Can AI systems design unique multi-agent workflows per individual query?
Explores whether meta-agents trained with reinforcement learning can automatically generate personalized multi-agent system architectures tailored to individual user queries, rather than applying fixed task-level templates uniformly.
Previous approaches to automating multi-agent system design operate at the task level: design one workflow for "code generation tasks," another for "summarization tasks," and apply each uniformly to all queries of that type. FlowReasoner (2025) shifts this to the query level — generating a unique multi-agent system for each individual user query.
The architecture has two phases. First, distill from DeepSeek R1 to give the meta-agent basic reasoning about how to design multi-agent workflows. Then enhance via RL with external execution feedback — the meta-agent generates a multi-agent system, that system runs on the query, and the execution result provides reward signal. A multi-purpose reward guides training across three dimensions: performance (did it work), complexity (how many agents and steps), and efficiency (how much compute).
This matters because one-size-fits-all multi-agent systems lack the capability for automatic adaptation to individual queries. A code generation task where the user wants "build a 2048 game" needs a fundamentally different agent composition than "fix a sorting bug." The query-level approach treats multi-agent architecture design as itself a reasoning problem amenable to RL.
The progression is notable: manual design → fixed template optimization → graph-based workflow search → code-based meta-agents → RL-trained query-level meta-agents. Each step automates one more degree of freedom. The connection to Can we automatically optimize both prompts and agent coordination? is direct: FlowReasoner represents multi-agent systems as code and optimizes them, but at the individual query level rather than the task level.
Since Can computational power accelerate scientific discovery itself?, the RL-trained meta-agent approach may follow similar scaling dynamics — more compute for the meta-agent should yield better per-query system designs.
MasRouter as structured alternative (from Arxiv/Routers): MasRouter provides a more constrained approach to per-query MAS design than FlowReasoner. Where FlowReasoner generates arbitrary multi-agent systems via RL-trained code generation (maximum flexibility, less interpretability), MasRouter uses a cascaded controller: variational latent variable model for topology selection → structured probabilistic cascade for role allocation → multinomial distribution for LLM routing. The cascade provides interpretable intermediate decisions at the cost of a fixed structure-type vocabulary (Chain/Tree/Graph topologies, predefined role categories). FlowReasoner trades interpretability for expressiveness; MasRouter trades expressiveness for interpretability and likely faster convergence. Both achieve per-query optimization. See What decisions must multi-agent routing systems optimize simultaneously?.
Source: Agents Multi
Related concepts in this collection
-
Can we automatically optimize both prompts and agent coordination?
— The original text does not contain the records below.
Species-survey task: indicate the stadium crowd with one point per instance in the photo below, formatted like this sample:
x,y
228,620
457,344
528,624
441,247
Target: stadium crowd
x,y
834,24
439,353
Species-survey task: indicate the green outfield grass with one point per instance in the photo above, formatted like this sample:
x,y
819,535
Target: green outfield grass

This explores whether language agents can be represented as computational graphs whose structure and content adapt automatically. Why it matters: current agent systems require hand-engineered orchestration; automatic optimization could unlock more capable multi-agent systems.
the graph formalism this extends to query-level
-
Can computational power accelerate scientific discovery itself?
Does the pace of research breakthroughs scale with computing resources, like model performance does? ASI-ARCH tested this by running thousands of autonomous experiments to discover neural architectures.
scaling dynamics for architecture search
-
Can multi-agent teams automatically remove their weakest members?
Explores whether agents can score each other's contributions during problem-solving and use those scores to deactivate underperforming teammates in real time, improving overall team efficiency.
inference-time team optimization; FlowReasoner does this at design time
-
Can extreme task decomposition enable reliable execution at million-step scale?
Can breaking tasks into maximally atomic subtasks with voting-based error correction solve the fundamental reliability problem in long-horizon tasks? This challenges whether better models or better decomposition is the path to high-reliability AI systems.
alternative approach: fixed decomposition vs adaptive design
-
What decisions must multi-agent routing systems optimize simultaneously?
Standard LLM routing only picks which model to use. But multi-agent systems involve four interdependent choices: topology, agent count, role assignment, and per-agent model selection. Does optimizing all four together actually improve performance?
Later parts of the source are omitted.